“A likely 75 per cent basis point increase in the OCR shows that the Reserve Bank has lost control of the situation, but astonishingly, they’re going to take three months off. They should schedule another meeting for early January, you can’t say the situation is critical then put it on autopilot for three months.

“A likely 75 per cent basis point increase in the OCR shows that the Reserve Bank has lost control of the situation, but astonishingly, they’re going to take three months off. They should schedule another meeting for early January, you can’t say the situation is critical then put it on autopilot for three months,” says ACT Leader David Seymour.

“Not so long ago, the Reserve Bank complained that New Zealand’s inflation statistics are only published quarterly.
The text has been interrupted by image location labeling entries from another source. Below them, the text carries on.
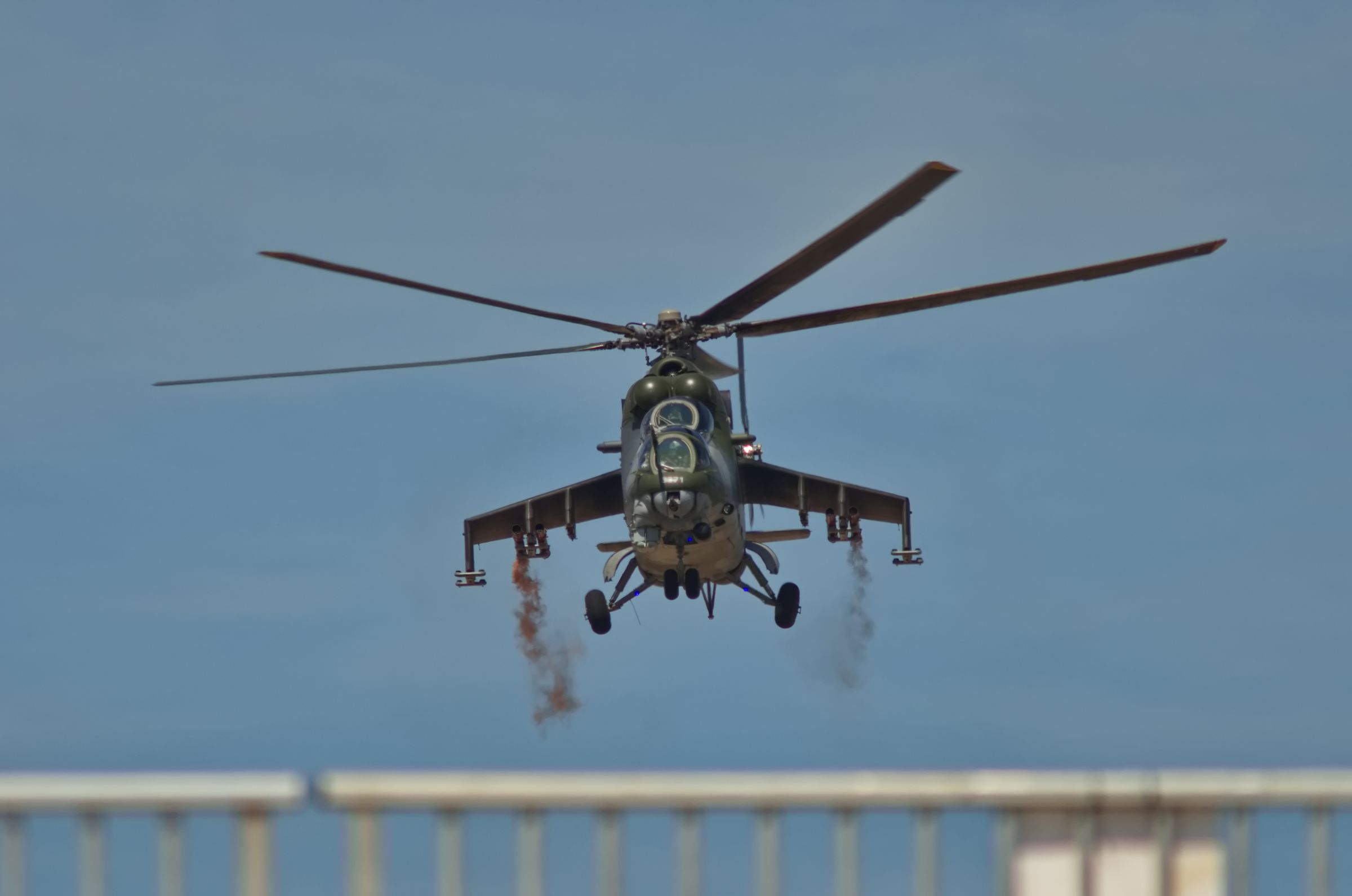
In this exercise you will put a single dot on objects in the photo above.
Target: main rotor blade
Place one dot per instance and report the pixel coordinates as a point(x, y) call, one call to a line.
point(711, 367)
point(891, 204)
point(593, 346)
point(970, 293)
point(440, 291)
They had a point, but over summer the Bank itself makes monetary policy decisions on quarterly time.

“The Monetary Policy Committee is supposed to keep inflation under 3 per cent. Currently it’s 4.2. That is hardly the kind of high performance that deserves a long break.
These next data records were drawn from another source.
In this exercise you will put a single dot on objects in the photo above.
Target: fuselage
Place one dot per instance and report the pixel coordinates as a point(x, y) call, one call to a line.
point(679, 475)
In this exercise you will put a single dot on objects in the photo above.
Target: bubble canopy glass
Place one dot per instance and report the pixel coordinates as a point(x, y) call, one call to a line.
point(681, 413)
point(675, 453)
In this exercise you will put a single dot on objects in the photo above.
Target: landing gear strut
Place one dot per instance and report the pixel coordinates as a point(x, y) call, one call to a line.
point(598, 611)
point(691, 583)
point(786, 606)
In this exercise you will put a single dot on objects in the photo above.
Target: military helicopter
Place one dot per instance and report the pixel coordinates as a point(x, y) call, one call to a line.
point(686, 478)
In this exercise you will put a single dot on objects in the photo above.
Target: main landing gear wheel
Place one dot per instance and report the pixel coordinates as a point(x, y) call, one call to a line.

“The Monetary Policy Committee usually meets every six weeks. In the days of disappearing inflation, the decade leading up to COVID, a three-month break was fine. We now have a cost of living crisis and the Monetary Policy Committee needs to take it seriously, frequently.

“ACT is calling for the Monetary Policy to work right through, and hold a meeting in six weeks, in early January.  Given the pressure that inflation and rising interest rates are putting on households up and down New Zealand, the least that the Monetary Policy Committee could do is come back early from the beach. After all, its they who are missing their 1-3 per cent inflation target by 4.2 per cent right now.”